GUERRA COLONIAL - Mãos na consciência















Devido à alta tecnologia das comunicações e à inerente globalização em que passámos a viver todos e quaisquer assuntos ou eventos se tornam, obrigatoriamente, mediáticos. Gosto mais de dizer à moda antiga"na ordem do dia".
Acredito que, por isso mesmo, tenho verificado, ultimamente, que todo "mundo careta" (perdoem-me a expressão) tem vindo a publico deitar opiniões cá para fora sobre um tema rotulado de tabu, complexo, etc. etc. e ao qual costumam chamar, entre vários nomes, de Guerra Colonial.
Por mim, que também por lá andei a penar acompanhado de 1 milhão (dizem) de sacrificados, sempre entendi esta grave lacuna como uma questão anormalmente incómoda à qual só está a faltar, obrigatoriamente, o "acto final de contrição" de quem de direito para o circulo se fechar finalmente. E, todos conhecemos e sabemos até o Id. "do quem de direito". Por isso o apontamos a dedo.
Sobre os 50 anos (pomposamente bodas de ouro) do inicio da guerra colonial que têm servido para comemorações de todo o género estou em total desacordo e passo a explicar:
Todos sabemos que a dita guerra foi atípica, anormalmente injusta, feita à medida dos altos interesses empresariais e políticos da época, tendo sido o seu inicio um dos maiores erros da história do nosso país. Se o bom senso dos governantes tivesse imperado, hoje ninguém falaria de guerra, pois aqueles povos tinham direito, pelo menos e atempadamente, à auto-determinação.
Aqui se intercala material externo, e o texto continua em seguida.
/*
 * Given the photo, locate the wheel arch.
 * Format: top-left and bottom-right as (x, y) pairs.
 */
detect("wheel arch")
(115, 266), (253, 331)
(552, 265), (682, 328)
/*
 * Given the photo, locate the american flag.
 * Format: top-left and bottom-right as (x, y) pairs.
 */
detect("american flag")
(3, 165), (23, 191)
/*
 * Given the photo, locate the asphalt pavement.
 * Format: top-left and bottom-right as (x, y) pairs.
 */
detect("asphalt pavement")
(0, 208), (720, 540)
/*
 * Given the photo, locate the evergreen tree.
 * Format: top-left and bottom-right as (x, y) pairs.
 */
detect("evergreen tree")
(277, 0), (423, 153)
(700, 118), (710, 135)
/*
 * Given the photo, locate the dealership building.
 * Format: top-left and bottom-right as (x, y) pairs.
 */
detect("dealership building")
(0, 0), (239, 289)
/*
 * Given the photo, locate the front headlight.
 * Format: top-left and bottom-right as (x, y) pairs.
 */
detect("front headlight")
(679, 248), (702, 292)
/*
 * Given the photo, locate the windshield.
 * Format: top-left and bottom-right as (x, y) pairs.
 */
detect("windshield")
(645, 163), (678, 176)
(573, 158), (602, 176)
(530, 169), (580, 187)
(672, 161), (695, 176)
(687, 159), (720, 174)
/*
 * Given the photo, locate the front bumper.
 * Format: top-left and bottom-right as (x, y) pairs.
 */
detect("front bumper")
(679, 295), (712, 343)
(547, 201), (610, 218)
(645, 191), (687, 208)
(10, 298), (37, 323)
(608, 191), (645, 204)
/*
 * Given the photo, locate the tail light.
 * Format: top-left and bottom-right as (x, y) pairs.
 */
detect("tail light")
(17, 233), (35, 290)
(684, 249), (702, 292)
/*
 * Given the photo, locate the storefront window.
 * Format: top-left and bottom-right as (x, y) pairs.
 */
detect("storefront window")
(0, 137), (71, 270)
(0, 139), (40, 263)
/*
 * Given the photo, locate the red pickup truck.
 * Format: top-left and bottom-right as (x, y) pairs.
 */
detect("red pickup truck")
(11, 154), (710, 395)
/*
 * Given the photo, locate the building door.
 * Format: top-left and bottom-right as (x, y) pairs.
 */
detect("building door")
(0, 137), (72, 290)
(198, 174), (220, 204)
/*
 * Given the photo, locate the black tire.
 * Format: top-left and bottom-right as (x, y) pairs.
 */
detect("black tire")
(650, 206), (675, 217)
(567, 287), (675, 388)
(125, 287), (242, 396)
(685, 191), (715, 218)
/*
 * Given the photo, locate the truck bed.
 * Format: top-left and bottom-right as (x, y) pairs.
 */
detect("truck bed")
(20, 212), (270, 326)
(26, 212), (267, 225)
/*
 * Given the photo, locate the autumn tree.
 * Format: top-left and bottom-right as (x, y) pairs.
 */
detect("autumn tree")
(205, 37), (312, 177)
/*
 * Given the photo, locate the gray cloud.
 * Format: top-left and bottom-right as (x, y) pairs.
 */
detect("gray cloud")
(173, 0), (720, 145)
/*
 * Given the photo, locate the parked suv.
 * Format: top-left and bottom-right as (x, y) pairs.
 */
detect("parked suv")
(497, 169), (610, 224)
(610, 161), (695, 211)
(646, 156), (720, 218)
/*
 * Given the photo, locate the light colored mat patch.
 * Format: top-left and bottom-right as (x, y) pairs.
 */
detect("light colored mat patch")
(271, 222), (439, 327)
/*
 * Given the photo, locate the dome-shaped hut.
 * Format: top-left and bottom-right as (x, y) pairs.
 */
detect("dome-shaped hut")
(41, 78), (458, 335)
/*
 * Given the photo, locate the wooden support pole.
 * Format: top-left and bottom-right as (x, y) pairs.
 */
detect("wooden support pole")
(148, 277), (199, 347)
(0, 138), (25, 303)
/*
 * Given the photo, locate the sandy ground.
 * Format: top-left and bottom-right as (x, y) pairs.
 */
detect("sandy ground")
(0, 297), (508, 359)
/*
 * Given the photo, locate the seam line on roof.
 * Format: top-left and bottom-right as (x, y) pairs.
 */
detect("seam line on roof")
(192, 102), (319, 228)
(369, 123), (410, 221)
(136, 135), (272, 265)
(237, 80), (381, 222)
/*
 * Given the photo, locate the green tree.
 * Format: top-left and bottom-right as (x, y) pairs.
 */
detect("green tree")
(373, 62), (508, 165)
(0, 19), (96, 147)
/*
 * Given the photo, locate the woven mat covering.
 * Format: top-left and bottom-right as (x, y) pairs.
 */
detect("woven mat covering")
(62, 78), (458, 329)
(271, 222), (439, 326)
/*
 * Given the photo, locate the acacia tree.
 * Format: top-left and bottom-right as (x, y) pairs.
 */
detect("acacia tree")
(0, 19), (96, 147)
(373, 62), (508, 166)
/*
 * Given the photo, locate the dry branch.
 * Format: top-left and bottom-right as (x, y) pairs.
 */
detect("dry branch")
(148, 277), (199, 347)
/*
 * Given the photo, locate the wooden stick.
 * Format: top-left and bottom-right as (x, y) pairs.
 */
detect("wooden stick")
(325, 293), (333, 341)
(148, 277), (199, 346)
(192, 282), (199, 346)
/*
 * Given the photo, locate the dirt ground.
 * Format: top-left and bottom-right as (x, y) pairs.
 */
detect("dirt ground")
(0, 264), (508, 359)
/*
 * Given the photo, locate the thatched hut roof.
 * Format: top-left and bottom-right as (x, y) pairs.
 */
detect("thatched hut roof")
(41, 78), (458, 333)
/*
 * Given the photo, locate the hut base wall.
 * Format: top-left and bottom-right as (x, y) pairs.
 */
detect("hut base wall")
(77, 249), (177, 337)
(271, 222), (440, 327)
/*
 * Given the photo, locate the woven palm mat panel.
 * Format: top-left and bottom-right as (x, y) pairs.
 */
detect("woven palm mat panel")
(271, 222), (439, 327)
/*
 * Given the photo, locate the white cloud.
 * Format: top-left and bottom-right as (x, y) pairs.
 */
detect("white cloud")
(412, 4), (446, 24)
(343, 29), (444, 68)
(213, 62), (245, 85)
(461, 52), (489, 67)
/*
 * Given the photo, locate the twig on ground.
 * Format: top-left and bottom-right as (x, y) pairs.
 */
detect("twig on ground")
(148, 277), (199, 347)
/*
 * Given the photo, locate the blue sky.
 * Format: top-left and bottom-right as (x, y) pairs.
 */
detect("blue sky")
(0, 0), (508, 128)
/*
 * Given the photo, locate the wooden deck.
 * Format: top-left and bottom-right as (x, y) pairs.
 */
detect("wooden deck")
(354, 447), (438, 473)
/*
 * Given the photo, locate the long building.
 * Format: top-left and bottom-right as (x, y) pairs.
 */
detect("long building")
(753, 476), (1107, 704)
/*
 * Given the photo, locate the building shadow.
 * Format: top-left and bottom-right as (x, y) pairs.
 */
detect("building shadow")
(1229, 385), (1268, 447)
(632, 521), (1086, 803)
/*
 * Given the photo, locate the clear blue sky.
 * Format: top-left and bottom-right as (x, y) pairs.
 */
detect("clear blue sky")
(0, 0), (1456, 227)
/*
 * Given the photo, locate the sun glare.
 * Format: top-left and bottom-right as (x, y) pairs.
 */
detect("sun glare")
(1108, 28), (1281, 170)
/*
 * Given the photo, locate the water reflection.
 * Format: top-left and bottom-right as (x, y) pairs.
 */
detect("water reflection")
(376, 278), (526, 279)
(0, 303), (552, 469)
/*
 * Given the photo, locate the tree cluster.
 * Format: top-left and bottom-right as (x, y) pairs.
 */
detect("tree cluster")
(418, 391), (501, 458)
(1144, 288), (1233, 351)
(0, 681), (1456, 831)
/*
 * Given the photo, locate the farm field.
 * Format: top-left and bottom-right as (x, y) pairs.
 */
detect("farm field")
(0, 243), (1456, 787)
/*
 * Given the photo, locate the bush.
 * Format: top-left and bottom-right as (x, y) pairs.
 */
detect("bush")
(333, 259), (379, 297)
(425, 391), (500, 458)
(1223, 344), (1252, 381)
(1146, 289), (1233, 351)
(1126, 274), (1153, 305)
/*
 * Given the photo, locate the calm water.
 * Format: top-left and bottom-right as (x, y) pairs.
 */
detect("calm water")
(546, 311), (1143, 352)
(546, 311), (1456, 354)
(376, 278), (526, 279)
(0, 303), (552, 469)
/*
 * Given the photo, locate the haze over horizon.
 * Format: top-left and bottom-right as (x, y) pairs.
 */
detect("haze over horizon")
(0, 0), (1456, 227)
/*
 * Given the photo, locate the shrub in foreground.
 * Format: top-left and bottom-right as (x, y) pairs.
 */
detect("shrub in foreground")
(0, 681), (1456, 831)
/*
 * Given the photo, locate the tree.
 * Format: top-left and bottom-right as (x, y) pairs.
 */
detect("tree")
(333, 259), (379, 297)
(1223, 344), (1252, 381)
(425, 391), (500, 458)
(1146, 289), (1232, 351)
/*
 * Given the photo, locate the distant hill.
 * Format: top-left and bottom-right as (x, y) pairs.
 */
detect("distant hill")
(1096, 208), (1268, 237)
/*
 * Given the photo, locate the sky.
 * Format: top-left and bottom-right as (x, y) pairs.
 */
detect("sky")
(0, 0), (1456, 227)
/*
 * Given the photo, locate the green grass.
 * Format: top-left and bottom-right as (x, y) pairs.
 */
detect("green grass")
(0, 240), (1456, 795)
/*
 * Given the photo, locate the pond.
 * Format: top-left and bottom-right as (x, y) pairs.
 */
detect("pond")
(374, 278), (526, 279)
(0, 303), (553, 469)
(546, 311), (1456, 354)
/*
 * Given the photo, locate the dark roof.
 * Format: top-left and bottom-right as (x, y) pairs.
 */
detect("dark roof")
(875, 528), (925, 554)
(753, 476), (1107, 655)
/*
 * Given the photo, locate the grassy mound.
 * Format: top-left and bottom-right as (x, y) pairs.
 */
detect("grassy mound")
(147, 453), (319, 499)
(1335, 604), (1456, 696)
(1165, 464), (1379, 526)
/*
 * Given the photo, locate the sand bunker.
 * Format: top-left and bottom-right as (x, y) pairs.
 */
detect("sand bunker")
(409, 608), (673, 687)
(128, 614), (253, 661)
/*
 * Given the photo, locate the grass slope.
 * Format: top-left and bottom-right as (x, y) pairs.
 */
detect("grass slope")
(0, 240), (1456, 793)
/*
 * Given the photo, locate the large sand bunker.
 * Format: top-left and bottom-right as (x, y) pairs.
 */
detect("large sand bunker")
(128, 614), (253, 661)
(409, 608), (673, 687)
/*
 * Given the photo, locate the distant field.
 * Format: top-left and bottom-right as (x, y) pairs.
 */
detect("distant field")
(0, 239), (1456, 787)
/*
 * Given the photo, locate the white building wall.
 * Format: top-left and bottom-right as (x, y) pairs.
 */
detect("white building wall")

Quem poderá alguma vez comemorar uma guerra que fez milhares de vitimas e tantas famílias destruiu e que não teve o objectivo de defender a Pátria dentro das suas reais fronteiras? Eu não dou dinheiro para esse peditório!
O interesse repentino sobre a guerra de África e nos "coitadinhos" dos militares deixa-me desconfiado. Sei que vai passar depressa, com a mesma velocidade com que surgiu, e com umas pinceladas de vários discursos aqui e ali, mais uns espetanços medalhística em peitos inchados e oferecidos a fazer lembrar o orgulho pátrio dos recentes 10 de Junhos, a coisa fica resolvida e mais uma vez esquecida e adiada. Chama-se a isto "MÃOS NA CONSCIÊNCIA" de curta duração!
Mas, quem sabe as linhas com que se devem cozer são os vários organismos que, acima de tudo, se preocupam na defesa intransigente dos interesses dos ex-combatentes, digo eu, e, com toda a certeza, estão sempre em alerta máximo!
Para mim as únicas e genuínas comemorações sérias são os convívios/almoços anuais dos ex-militares por esse país fora.
Termino, sem antes dizer que continuo a aguardar que um dia, do nada surja alguém do "quem de direito" e, simplesmente, me peça perdão pelo mal que me fez.